N’est-ce pas ce qu’ils font en permanence : créer de faux débat ; censurer ; ne pas évoquer les opinions qui n’entrent pas dans leur case ; minimiser l’ampleur de l’opposition ; ostraciser celui qui pense autrement ? Les médias aux ordres adorent les scoops, les « investigations exclusives » : Pandora Papers, Panama Papers, Cambridge Analytica… les révélations explosives, faisant penser que ce sont des accidents, refusant donc d’en voir l’origine dans l’indécence structurelle de nos sociétés. Ce n’est donc pas un paradoxe si la caste médiatico-politique laisse crever dans une prison le journaliste qui a contribué à lever le secret sur les pratiques nauséabondes des gouvernements alors qu’il a permis que s’écrivent leurs articles édulcorés. Julian Assange. Leur silence est ignoble et, parfois, même s’ils en parlent, c’est pour mieux faire de l’homme une icône leur permettant d’occulter cette omniprésence idéologique où leur censure réflexe se vit comme liberté. Julian comme nouveau symbole de l’omerta.
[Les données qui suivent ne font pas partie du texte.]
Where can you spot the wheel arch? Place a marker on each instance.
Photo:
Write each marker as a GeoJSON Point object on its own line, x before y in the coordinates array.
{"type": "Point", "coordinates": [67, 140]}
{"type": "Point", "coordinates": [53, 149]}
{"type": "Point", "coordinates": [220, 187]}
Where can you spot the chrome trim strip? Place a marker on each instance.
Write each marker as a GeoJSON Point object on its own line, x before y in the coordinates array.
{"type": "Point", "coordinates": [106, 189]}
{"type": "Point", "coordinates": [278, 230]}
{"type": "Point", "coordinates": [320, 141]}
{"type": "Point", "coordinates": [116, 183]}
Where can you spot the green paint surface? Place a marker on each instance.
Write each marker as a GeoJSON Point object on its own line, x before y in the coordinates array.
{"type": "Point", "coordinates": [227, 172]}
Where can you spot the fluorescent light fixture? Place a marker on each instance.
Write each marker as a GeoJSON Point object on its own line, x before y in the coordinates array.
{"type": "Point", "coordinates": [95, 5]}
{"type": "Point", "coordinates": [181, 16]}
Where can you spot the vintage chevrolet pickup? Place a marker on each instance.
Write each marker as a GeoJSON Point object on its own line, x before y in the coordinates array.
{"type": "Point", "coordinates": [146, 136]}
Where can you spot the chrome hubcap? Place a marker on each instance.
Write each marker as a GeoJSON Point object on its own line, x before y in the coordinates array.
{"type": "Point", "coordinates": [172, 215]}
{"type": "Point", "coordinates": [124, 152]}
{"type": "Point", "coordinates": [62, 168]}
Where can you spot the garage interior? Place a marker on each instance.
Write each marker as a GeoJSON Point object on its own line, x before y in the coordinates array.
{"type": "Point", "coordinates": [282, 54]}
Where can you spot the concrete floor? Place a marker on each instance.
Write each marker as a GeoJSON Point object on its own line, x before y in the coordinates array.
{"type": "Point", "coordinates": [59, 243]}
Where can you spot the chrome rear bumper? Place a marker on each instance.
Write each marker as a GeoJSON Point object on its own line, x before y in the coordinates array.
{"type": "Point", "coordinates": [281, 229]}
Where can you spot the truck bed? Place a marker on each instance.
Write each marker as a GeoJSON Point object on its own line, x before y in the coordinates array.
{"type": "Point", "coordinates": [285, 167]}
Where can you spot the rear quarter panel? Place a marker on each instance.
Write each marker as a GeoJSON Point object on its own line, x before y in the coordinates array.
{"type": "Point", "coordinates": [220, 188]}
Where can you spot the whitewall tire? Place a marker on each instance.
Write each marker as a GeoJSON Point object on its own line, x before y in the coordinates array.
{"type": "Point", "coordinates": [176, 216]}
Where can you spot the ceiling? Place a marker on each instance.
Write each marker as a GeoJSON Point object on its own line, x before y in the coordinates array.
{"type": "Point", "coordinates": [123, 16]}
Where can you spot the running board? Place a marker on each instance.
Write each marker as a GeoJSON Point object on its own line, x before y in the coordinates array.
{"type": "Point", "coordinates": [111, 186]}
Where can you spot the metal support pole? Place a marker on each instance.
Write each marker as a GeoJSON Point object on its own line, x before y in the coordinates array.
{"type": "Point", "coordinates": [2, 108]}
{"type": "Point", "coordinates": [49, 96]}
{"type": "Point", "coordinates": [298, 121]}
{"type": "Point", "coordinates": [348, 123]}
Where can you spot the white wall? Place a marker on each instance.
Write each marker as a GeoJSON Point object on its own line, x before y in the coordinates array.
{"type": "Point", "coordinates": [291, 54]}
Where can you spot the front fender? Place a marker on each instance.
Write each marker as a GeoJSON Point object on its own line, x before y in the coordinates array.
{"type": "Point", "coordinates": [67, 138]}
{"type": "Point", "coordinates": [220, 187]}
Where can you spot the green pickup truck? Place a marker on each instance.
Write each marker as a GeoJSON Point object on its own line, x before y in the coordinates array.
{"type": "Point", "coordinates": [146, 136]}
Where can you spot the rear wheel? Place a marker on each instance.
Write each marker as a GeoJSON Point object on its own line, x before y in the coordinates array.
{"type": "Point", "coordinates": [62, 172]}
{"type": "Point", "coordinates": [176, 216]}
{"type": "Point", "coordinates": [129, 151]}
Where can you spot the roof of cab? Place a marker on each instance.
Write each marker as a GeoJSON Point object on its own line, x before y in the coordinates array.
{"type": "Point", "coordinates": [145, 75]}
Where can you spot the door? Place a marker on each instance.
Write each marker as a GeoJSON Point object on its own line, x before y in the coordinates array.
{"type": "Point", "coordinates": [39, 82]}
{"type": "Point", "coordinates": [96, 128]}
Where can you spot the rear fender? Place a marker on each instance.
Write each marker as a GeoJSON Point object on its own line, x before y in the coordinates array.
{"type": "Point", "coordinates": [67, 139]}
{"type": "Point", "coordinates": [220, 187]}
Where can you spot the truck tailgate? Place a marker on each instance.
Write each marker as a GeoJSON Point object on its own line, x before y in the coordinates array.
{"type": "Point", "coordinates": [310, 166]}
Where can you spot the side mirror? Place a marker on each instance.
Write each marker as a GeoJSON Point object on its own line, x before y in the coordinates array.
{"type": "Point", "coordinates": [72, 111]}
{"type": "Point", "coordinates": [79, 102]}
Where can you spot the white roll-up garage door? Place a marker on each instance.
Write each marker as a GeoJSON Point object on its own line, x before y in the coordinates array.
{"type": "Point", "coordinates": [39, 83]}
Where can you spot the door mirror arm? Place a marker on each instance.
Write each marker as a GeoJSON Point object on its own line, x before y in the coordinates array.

C’est un comble. 

Pour conclure, je soulèverais quelques points qui me semblent aujourd’hui fondamentaux : 

- Les gouvernements veulent, via leur service de propagande, instaurer la terreur dans les esprits, terreur dont le premier objectif est d’empêcher que s’exprime publiquement un narratif s’opposant à celui qu’ils propagent. Si certains discours subversifs se propagent toutefois – comme celui de Kairos –, ils usent des armes traditionnelles : censure, ostracisme, mesures de rétorsion économique. 

- Les élus politiques craignent plus que tout la véritable démocratie. De ce fait découle qu’ils doivent continuellement et conjointement faire deux choses : feindre sans cesse que nous sommes dans une véritable démocratie et cacher tout ce qui prouve le contraire. 

- La situation nécessite de créer de fausses dissidences afin de générer l’illusion d’une possible et démocratique opposition. Dans cette configuration, de faux révoltés apparaissent, qui ne s’attaquent pas en profondeur au système, mais illusionnent le sujet d’un changement possible, sous l’angle réformiste, prenant forme dans une grande union des contraires. 

- Les gens n’ont que très peu d’incidence sur les choix importants de société. On peut penser que des individus informés qui devraient en toute connaissance de cause prendre une décision sur le génocide à Gaza, la guerre en Ukraine, les salaires du personnel politique, la généralisation de la voiture électrique, les paradis fiscaux, les grands projets immobiliers, le référendum… iraient dans un tout autre sens que celui des gouvernements. 

Soyez assurés que la caste médiatico-politique fera tout pour empêcher de sains débats et une participation démocratique dans la gestion de la cité. 

Tirons-en les conclusions nécessaires. 

Alexandre Penasse 

Notes et références
  1. Voir notre vidéo : https://www.kairospresse.be/reaction-assange-utilise-pour-feindre-la-liberte-dexpression
  2. Voir Le Phénomène Trans, Dany-Robert Dufour, Cherche Midi, 2023 et https://www.kairospresse.be/le-phenomene-trans-le-regard-dun-philosophe/
  3. Voir l’interview de Claude Archer dans ce numéro, pages 8–9, ainsi que les trois premières chroniques de «Belgique, terre mafieuse», sur www.kairospresse.be.
  4. Michel Foucault, Discours et vérité, précédé de La parrêsia, Editions Vrin, pp. 11–12. Les citations sont également extraites de la préface de Frédéric Gros.
  5. Ibid. p. 28. .
  6. Guy Debord, Commentaires sur la société du spectacle, Gallimard, 1992, p. 33.
  7. Michel Foucault, Discours et vérité, p. 13.
  8. Ibid. p. 16.
  9. Ibid. p. 17.
  10. Je les en remercie vivement, car ils ont tout à fait saisi comme l’interdiction que je vienne constituait une aporie, contraire au thème de la soirée et plus généralement au combat de Julian Assange.